CHARLESTOWN NEVIS (October 18, 2010) — “The United States [US] economy is showing signs of recovery even though job creation is sluggish, however, despite this trend, considering that we [Nevisians] are linked to the US, it is expected that Caribbean countries will lag behind the growth in the US and thus 2011 will be challenging,” said Permanent Secretary in the Ministry of Finance, Mr. Laurie Lawrence.
P.S. Lawrence, who spoke recently at the island’s fourth annual Consultation on the Economy held at the Occasions Entertainment Complex, posed a number of challenges to those gathered and said they [the challenges] were essential to addressing the decline in economic growth.
In his preliminary overview of the consultation, Lawrence said that the world recession coupled with the closure of the Four Seasons Resort [Nevis] had resulted in a loss of jobs. He added that “contraction in incomes had dried up personal savings and forced many persons below the poverty line” but believed that the present economic instability worldwide was the most difficult time that persons had ever experienced.
“There is no doubt that we are a resilient people having endured a history of hardship on our journey from slavery to colonialism to self determination, however, the present economic crisis is even more debilitating,” he said.

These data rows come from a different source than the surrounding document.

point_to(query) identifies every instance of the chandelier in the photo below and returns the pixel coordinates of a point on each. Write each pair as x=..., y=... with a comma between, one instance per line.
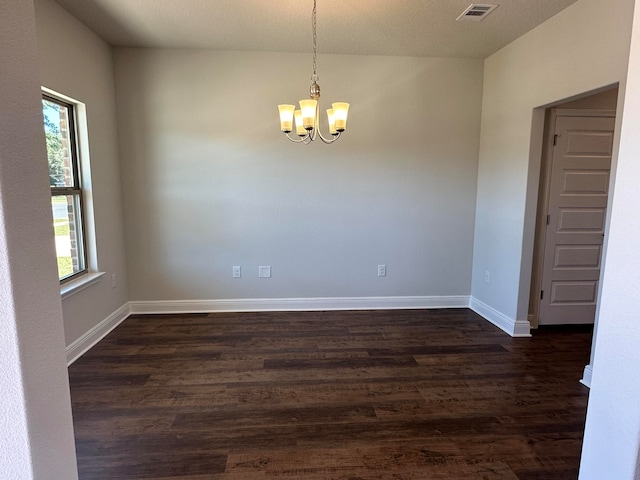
x=307, y=117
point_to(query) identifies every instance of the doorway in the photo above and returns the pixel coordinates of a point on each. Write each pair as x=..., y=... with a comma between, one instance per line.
x=572, y=201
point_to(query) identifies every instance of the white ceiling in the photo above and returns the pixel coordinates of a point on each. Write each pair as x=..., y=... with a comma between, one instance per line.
x=364, y=27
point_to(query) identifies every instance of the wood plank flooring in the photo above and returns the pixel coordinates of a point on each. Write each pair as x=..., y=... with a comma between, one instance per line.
x=362, y=395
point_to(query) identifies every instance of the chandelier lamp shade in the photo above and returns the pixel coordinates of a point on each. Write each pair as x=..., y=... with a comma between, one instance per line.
x=306, y=119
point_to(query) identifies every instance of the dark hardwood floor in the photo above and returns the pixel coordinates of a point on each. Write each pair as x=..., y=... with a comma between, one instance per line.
x=410, y=394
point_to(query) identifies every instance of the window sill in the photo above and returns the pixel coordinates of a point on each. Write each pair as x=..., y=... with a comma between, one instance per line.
x=79, y=284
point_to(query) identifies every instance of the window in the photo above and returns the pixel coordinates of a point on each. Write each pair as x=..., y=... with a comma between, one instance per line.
x=65, y=182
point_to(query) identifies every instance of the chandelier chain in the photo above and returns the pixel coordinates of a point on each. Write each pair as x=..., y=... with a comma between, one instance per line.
x=315, y=40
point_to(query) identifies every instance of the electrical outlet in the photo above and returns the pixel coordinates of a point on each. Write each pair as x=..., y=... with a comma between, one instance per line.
x=264, y=272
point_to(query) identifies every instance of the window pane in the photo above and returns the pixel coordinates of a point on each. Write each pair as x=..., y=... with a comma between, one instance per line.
x=66, y=225
x=56, y=129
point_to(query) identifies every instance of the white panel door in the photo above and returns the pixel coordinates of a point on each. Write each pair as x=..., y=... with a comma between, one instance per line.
x=578, y=194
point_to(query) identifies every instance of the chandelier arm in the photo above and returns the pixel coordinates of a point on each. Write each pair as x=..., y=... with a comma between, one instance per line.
x=296, y=140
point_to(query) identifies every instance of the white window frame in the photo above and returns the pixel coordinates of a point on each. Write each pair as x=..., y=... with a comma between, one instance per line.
x=91, y=273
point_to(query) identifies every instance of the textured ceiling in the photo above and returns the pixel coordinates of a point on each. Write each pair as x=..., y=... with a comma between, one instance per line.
x=364, y=27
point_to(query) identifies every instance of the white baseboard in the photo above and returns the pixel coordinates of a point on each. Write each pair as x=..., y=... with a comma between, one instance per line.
x=515, y=328
x=586, y=376
x=297, y=304
x=79, y=346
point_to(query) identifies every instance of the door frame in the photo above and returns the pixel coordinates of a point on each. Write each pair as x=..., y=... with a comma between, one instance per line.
x=551, y=115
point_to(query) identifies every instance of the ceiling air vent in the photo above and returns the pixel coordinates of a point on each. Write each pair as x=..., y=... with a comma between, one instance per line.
x=476, y=12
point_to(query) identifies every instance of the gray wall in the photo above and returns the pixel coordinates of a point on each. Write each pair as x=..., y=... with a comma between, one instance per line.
x=210, y=182
x=36, y=431
x=583, y=48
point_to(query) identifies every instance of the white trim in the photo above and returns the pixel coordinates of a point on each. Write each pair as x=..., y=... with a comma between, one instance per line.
x=515, y=328
x=74, y=286
x=297, y=304
x=586, y=376
x=79, y=346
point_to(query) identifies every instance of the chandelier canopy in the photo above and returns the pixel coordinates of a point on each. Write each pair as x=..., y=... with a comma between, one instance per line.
x=307, y=118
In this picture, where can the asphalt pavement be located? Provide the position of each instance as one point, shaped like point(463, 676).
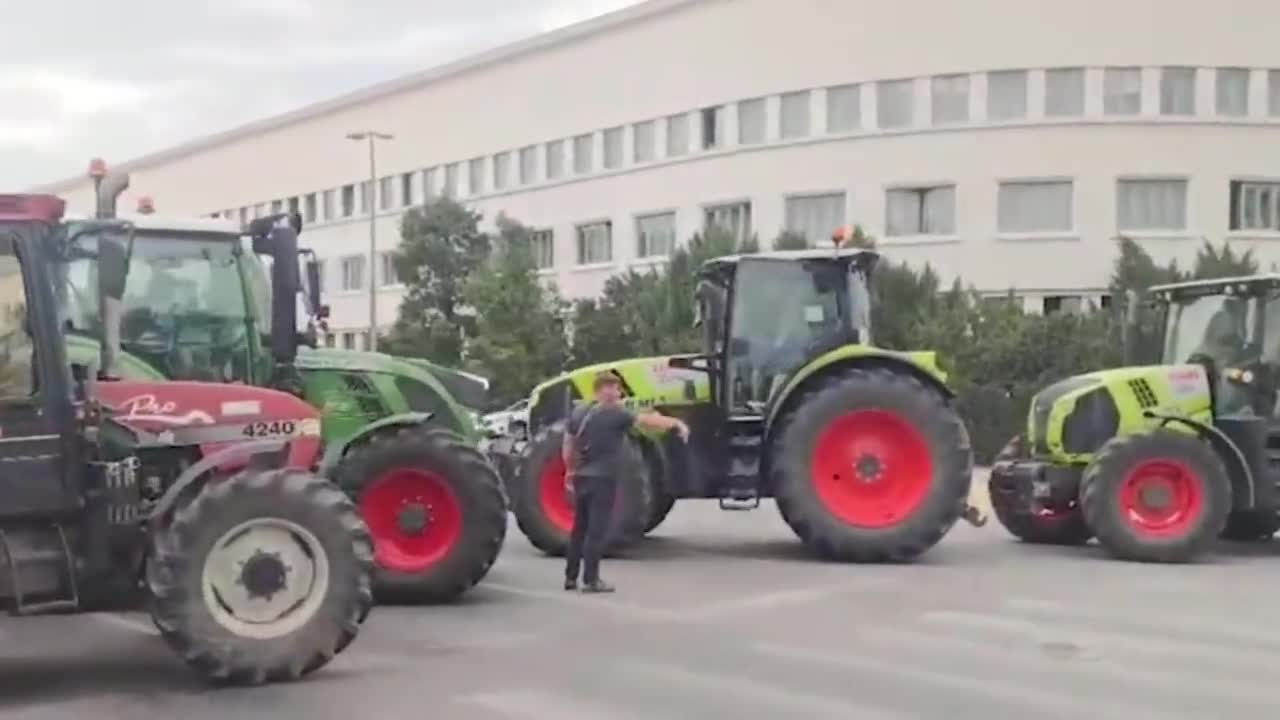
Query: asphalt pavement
point(725, 615)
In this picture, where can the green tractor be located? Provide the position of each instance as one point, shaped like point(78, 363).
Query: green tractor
point(201, 300)
point(860, 447)
point(1157, 461)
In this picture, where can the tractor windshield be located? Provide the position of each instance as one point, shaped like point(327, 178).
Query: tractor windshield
point(786, 313)
point(1214, 327)
point(183, 304)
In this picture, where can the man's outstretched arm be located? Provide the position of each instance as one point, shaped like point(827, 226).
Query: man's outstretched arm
point(656, 420)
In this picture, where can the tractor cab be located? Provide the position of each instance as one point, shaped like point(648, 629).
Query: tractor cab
point(1232, 327)
point(766, 315)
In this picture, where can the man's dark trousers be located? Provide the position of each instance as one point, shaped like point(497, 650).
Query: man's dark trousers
point(593, 513)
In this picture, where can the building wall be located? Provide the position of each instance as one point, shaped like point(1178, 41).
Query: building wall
point(676, 58)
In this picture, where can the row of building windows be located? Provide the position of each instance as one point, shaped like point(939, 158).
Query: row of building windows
point(1001, 96)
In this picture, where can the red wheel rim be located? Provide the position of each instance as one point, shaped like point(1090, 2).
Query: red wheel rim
point(553, 497)
point(415, 518)
point(1161, 497)
point(872, 468)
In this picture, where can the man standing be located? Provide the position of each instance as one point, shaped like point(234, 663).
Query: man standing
point(593, 452)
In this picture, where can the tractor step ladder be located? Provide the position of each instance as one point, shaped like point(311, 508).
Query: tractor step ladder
point(64, 559)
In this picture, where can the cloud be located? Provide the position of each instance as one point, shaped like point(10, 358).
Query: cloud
point(119, 85)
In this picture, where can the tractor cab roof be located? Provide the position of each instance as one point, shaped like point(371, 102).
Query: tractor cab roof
point(1244, 285)
point(858, 258)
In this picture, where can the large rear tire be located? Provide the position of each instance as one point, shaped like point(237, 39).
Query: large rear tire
point(1063, 525)
point(1251, 525)
point(435, 509)
point(544, 510)
point(872, 465)
point(263, 577)
point(1156, 497)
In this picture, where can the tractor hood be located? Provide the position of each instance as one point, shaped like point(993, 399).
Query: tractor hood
point(211, 415)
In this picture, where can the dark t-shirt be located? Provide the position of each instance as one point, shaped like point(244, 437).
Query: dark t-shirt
point(598, 447)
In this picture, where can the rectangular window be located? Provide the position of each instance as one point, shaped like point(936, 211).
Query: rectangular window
point(1006, 95)
point(353, 272)
point(732, 218)
point(1064, 92)
point(1121, 91)
point(1034, 206)
point(656, 235)
point(795, 115)
point(451, 180)
point(677, 135)
point(1233, 92)
point(366, 196)
point(583, 154)
point(407, 190)
point(388, 274)
point(1255, 205)
point(1178, 91)
point(501, 171)
point(556, 159)
point(613, 149)
point(1274, 94)
point(1151, 205)
point(544, 249)
point(595, 242)
point(475, 176)
point(816, 217)
point(645, 141)
point(529, 164)
point(348, 200)
point(327, 204)
point(920, 210)
point(950, 100)
point(844, 108)
point(750, 122)
point(385, 192)
point(895, 104)
point(713, 127)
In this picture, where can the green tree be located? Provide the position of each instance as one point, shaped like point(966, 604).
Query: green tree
point(440, 246)
point(519, 335)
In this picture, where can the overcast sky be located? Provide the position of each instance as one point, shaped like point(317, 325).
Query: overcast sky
point(92, 77)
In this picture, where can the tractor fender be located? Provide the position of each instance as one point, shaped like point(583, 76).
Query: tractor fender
point(1237, 466)
point(337, 451)
point(260, 454)
point(851, 356)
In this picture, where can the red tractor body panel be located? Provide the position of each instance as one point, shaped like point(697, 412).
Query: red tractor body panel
point(215, 415)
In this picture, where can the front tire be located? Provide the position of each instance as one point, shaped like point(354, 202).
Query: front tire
point(435, 509)
point(1156, 497)
point(263, 577)
point(544, 510)
point(872, 465)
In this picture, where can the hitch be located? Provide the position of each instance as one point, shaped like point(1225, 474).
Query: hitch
point(974, 516)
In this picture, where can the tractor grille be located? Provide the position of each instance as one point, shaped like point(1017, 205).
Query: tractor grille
point(1143, 393)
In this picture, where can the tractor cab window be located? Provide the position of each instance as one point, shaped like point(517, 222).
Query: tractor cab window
point(183, 302)
point(17, 360)
point(785, 313)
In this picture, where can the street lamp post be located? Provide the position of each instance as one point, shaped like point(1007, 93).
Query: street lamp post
point(371, 137)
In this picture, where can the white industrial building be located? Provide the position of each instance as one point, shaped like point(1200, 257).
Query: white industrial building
point(1004, 141)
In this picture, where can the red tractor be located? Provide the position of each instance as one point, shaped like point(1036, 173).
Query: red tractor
point(196, 499)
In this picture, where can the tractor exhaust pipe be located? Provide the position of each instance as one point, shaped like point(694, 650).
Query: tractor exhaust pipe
point(106, 188)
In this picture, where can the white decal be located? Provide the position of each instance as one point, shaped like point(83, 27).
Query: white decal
point(149, 409)
point(242, 408)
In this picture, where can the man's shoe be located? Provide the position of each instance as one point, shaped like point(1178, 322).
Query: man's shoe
point(597, 586)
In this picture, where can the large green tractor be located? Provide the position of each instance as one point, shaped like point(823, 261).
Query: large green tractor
point(1157, 461)
point(200, 304)
point(862, 447)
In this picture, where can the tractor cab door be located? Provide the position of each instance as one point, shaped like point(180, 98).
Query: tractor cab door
point(37, 433)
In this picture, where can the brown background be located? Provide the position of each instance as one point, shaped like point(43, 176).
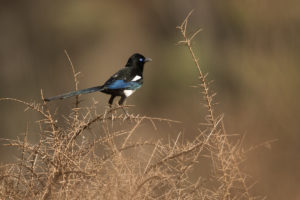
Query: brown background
point(250, 49)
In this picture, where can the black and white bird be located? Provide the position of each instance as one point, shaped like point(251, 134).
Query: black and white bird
point(123, 83)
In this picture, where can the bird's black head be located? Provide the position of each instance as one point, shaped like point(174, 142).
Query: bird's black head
point(137, 60)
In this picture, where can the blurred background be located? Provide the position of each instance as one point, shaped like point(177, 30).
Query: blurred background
point(250, 49)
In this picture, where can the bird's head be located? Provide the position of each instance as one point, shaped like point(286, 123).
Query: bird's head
point(137, 60)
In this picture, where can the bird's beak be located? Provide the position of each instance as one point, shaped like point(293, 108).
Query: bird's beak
point(148, 59)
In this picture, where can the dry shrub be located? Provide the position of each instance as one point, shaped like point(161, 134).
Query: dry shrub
point(70, 162)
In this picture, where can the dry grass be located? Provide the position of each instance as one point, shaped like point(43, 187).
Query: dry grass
point(73, 162)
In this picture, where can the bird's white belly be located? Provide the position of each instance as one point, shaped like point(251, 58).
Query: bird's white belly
point(128, 92)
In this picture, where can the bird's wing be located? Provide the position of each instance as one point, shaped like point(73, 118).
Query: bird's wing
point(121, 84)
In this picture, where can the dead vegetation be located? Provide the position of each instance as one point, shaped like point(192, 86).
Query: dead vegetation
point(71, 162)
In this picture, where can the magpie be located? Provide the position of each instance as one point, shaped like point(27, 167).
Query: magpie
point(123, 83)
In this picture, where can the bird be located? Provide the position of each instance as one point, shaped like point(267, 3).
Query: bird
point(123, 83)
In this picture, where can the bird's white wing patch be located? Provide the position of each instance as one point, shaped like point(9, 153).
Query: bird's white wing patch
point(128, 92)
point(137, 77)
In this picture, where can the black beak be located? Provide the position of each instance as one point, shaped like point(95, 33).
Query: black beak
point(147, 60)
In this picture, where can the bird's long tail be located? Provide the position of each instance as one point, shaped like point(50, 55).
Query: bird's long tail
point(75, 93)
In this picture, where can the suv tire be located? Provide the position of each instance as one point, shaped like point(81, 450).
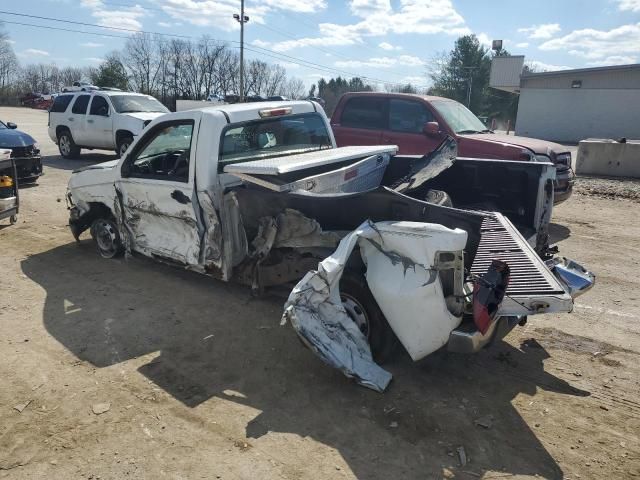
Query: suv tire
point(123, 143)
point(66, 145)
point(365, 312)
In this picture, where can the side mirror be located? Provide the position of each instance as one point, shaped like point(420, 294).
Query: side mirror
point(432, 129)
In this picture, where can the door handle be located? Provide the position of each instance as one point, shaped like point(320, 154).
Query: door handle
point(180, 197)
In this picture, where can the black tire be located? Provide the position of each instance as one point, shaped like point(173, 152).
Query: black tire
point(107, 237)
point(66, 145)
point(382, 341)
point(123, 143)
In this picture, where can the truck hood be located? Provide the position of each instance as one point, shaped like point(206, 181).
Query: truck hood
point(537, 146)
point(144, 115)
point(15, 138)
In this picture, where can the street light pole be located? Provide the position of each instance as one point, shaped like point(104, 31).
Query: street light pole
point(242, 19)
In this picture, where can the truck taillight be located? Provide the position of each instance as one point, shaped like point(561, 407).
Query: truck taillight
point(274, 112)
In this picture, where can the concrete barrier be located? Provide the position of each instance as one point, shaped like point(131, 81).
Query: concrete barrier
point(608, 158)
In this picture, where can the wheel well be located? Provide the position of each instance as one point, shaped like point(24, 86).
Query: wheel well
point(60, 129)
point(120, 134)
point(84, 221)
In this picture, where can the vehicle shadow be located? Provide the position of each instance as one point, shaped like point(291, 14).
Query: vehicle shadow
point(215, 340)
point(558, 233)
point(57, 161)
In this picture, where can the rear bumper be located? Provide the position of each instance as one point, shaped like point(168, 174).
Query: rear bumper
point(563, 185)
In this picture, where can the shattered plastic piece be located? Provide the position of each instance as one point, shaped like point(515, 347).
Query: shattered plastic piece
point(100, 408)
point(400, 259)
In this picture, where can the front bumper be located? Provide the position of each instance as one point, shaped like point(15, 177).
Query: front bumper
point(563, 185)
point(29, 168)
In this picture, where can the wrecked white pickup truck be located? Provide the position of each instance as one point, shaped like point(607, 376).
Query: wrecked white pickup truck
point(259, 194)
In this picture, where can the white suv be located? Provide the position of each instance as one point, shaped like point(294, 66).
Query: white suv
point(102, 119)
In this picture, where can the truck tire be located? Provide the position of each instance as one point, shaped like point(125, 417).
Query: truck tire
point(67, 147)
point(360, 305)
point(107, 237)
point(123, 143)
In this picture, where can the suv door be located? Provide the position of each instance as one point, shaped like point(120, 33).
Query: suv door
point(76, 119)
point(157, 193)
point(406, 127)
point(99, 126)
point(362, 121)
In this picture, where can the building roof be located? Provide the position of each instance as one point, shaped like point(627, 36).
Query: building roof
point(610, 68)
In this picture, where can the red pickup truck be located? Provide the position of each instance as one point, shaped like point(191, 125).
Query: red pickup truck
point(417, 124)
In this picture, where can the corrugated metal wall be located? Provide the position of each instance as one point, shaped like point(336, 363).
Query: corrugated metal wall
point(571, 115)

Mr. Lawrence underscored that because his ministry was aimed at taking the leadership role in promoting and maintaining financial and economic stability through the development and implementation of sustainable economic growth, he expected the consultation to lead the Nevis Island Administration towards identifying new areas of growth and alternative models of development.
Lawrence, who was adamant that long term economic growth was an essential element in sustaining the island’s economy, said that “based on the high level of debt and the fiscal pressures, the government was limited in the role that it can play in stimulating growth.”
While the panel discussions focused on reforming the tax system to increase efficiency, addressing the decline in tourism and financial services as well as new avenues for growth, P.S. Lawrence believed that the “new avenues for growth” segment was possibly the most important.
“It is a widely held view that tourism in the Caribbean is a mature industry and [it] is losing [its] marketing share and competitiveness as a result of the emergence of new competitors,” he said, but added that “we cannot rely on any one entity to be the engine of growth in the economy.”
In speaking about the reopening of the largest hotel on Nevis, the Four Seasons Resort, P.S. Lawrence showered praises on the island’s premier for his dedication despite what was described as “a labyrinth of blind allies” at times.
He added that the Ministry of Finance planned to prepare a comprehensive report on the consultation and email it to the participants in order that they could be made aware if their ideas take effect.